Hulu ordered the show earlier this year, and Ballingrud noted that the series will be called Monsterland, and that production has begun on the series.
Some new info: the NALM show will be called MONSTERLAND. Kaitlyn Dever and Jonathan Tucker star in the pilot as Toni and Alex; readers of the book will remember them as the protagonists of “You Go Where It Takes You.”https://t.co/PO4YtZnOk5
— Nathan Ballingrud (@NBallingrud) November 8, 2019
Ballingrud (by way of The Hollywood Reporter) revealed some interesting details about the pilot episode: Hulu recently cast Kaitlyn Dever and Jonathan Tucker, who’ll play Toni and Alex, from the collection’s first story, “You Go Where It Takes You.” (You can listen to it here). The story is a good example of what the rest of the collection brings: Toni is a waitress who’s balancing work, and an unruly kid in daycare, who encounters Alex in her diner. He tells her that he stole a car and is on the run — that’s just the tip of the iceberg: the car’s prior owner had some horrifying secrets that will change them.

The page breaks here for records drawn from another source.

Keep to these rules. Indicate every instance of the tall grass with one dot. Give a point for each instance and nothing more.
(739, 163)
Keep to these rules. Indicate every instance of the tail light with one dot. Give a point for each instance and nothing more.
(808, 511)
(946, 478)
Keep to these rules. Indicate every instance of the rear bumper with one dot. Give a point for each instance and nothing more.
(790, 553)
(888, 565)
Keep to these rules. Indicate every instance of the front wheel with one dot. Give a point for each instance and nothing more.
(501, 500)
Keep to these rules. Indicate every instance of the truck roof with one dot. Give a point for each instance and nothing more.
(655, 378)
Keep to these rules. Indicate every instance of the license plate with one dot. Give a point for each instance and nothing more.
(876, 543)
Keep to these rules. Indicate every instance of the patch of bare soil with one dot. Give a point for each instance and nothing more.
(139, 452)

Every time I pick up North American Lake Monsters, I want to take copious notes on how Ballingrud assembles each story. They’re each a masterclass in structure, perfectly balancing excellent, flawed characters who come up against some sort of horrifying thing in their lives. Usually, those fantastical elements are almost an afterthought, a manifestation of the things that regular people contend with in their everyday lives: broken relationships, crimes, and in one story, a beached lake monster. The stories are kind of like watching a car wreck — Ballingrud sets you up for a terrifying reveal, and it’s impossible to look away as you pass by.

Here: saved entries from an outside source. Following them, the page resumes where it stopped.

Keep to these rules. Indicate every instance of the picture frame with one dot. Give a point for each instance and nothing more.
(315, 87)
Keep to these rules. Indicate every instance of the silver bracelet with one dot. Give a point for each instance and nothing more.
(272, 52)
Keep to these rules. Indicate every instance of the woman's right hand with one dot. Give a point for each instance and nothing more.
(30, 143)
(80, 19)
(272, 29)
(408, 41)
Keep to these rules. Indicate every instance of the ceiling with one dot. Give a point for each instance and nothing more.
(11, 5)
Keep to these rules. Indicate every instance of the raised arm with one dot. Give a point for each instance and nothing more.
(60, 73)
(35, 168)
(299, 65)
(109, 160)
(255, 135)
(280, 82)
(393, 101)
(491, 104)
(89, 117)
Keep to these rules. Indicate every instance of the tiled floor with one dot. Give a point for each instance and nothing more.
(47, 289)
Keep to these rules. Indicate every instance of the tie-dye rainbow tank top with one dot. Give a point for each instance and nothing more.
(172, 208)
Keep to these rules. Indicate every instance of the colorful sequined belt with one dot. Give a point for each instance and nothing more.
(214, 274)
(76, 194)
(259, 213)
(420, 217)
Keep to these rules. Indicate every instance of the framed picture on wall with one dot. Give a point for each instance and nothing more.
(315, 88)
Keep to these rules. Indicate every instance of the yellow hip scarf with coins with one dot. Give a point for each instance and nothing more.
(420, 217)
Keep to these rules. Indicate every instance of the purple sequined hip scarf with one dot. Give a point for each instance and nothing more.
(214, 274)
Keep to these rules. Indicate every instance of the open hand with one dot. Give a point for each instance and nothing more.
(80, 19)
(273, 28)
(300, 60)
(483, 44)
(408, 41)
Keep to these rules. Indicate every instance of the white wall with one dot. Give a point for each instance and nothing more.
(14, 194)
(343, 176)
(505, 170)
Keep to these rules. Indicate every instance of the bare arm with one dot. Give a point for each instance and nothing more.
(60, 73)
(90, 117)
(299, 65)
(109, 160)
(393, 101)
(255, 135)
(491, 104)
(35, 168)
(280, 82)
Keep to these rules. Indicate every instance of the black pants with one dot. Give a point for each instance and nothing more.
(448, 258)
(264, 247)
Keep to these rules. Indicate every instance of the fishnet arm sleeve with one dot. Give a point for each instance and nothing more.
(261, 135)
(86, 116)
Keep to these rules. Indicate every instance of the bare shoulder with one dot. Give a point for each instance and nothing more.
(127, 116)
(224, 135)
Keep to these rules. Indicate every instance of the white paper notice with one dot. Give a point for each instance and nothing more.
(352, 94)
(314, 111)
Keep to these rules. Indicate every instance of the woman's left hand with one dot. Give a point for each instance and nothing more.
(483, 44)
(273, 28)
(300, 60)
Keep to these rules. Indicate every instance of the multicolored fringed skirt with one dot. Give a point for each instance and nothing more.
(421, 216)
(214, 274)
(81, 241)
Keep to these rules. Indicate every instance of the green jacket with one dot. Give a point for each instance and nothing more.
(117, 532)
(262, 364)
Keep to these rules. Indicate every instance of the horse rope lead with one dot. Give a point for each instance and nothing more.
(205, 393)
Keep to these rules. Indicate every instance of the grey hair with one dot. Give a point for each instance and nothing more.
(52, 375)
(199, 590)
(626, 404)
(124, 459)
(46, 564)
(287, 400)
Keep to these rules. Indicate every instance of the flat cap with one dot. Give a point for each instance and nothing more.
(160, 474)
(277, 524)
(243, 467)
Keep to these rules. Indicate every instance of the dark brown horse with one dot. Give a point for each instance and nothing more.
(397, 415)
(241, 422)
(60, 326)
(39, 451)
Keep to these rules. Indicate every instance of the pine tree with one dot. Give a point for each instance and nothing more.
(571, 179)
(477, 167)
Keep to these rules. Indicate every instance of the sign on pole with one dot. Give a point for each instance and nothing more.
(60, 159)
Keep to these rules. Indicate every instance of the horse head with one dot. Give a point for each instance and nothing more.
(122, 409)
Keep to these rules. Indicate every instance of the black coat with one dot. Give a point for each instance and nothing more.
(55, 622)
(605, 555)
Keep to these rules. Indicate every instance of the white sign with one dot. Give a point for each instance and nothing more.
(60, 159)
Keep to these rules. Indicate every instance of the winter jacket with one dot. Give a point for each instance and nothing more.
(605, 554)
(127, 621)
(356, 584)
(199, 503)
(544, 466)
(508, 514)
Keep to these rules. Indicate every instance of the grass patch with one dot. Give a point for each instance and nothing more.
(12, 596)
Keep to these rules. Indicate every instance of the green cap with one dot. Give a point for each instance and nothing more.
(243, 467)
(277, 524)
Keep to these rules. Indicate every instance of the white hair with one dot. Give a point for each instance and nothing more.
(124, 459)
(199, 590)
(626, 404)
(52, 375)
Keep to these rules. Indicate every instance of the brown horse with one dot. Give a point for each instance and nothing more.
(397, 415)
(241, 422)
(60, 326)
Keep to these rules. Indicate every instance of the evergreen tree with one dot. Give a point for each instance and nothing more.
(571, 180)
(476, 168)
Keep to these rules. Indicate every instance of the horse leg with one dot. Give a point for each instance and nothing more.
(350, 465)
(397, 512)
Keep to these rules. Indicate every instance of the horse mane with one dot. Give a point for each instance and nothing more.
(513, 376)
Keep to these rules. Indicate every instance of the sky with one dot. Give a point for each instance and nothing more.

With series like Black Mirror, Love, Death + Robots, and The Twilight Zone gracing our streaming services now, it’s clear that the anthology series is having a moment. That’s a good thing for people who enjoy short fiction, and Ballingrud’s collection feels as though it’s the perfect source for such a show, full of stories that utterly captivate your attention and leave you devastated when they end.